With the ability to assess the possible causes for radioresistance of a tumor on a pre-treatment sample, we would be able to allocate the best fitting radiotherapy schedule and biological agent combination, eventually leading to better survival and/or less toxicity. Therapeutic options consist, apart from surgery, of various radiotherapy doses and fractionation schedules, dose painting, as well as the addition of cisplatin, hypoxia sensitizers, EGFR-inhibitors, hopefully soon to be expanded with for example immune checkpoint- (108, 109), DNA repair- (110, 111) or CD44-inhibitors (112, 113). Having multiple therapy options is an asset, but only if we know when to use which treatment.

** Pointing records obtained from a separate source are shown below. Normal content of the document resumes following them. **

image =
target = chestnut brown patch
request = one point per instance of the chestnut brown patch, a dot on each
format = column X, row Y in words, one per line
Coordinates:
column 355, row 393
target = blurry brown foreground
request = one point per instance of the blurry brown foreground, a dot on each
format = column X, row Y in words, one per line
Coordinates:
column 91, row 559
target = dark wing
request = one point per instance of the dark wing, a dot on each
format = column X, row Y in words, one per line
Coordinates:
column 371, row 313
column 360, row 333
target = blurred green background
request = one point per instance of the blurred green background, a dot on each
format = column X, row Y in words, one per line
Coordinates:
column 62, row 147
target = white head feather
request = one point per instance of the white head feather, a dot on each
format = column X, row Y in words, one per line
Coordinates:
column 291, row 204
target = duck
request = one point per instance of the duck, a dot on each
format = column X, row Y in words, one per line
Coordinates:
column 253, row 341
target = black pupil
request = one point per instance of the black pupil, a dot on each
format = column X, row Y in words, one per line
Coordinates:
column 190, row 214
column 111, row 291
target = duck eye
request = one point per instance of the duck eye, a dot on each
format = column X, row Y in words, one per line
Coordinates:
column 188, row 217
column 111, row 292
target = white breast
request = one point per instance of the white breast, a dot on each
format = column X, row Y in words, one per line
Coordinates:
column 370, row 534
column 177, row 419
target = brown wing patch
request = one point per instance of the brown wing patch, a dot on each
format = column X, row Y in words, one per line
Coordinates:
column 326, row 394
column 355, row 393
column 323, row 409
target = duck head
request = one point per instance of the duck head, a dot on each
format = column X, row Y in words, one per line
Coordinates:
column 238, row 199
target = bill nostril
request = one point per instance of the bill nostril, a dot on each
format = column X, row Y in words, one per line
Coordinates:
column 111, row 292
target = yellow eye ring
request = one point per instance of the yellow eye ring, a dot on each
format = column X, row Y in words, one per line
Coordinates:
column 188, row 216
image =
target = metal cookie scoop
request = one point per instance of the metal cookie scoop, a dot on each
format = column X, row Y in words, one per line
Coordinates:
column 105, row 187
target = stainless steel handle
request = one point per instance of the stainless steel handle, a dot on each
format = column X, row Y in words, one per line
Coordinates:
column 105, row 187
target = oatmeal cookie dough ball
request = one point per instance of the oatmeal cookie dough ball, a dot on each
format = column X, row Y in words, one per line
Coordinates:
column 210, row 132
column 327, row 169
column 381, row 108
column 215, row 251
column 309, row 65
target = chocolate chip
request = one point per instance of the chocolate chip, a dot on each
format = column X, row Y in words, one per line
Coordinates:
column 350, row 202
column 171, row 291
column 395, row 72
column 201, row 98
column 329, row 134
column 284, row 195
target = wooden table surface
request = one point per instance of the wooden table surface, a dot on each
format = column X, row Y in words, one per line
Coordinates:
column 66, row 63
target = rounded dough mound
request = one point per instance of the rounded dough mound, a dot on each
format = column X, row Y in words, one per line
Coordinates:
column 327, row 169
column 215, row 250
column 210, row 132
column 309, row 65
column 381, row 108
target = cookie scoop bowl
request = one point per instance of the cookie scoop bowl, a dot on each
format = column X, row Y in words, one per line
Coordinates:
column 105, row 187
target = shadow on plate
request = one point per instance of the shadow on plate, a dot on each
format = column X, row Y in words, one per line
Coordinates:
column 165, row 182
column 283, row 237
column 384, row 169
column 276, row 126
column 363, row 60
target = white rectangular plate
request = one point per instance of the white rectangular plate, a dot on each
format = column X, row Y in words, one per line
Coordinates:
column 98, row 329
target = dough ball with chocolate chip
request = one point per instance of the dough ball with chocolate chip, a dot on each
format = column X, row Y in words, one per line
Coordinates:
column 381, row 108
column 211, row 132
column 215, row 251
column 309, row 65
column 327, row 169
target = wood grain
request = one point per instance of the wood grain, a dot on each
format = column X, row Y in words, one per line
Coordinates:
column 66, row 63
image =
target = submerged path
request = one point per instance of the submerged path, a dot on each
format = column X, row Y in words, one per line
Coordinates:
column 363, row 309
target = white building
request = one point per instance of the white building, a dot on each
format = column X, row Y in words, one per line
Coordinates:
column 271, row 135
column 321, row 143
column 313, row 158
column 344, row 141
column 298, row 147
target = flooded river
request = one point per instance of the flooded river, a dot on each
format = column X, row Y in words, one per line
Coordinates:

Data-driven analyses on small patient series to find prognostic gene sets are not the way forward. Preferably we should focus on finding predictive markers in (randomized) studies, controlled for known factors. To move forward to the point where we know exactly which patient should get which treament(-s) we would have to study complete clinical and biological data from large numbers of patients that have been treated with different treatment alternatives (114). Within such a large cohort it would be possible to study subgroups and interactions between different biological factors and come up with the best predictive model (1). Furthermore, a subgroup could possibly be isolated that does not respond to any of the available treatments. Knowing the biological profile of these tumors could help design new ways to improve their treatment outcome. To achieve this, a database should be set-up across multiple countries, possibly combining already available data, with the ability to add data from new trials.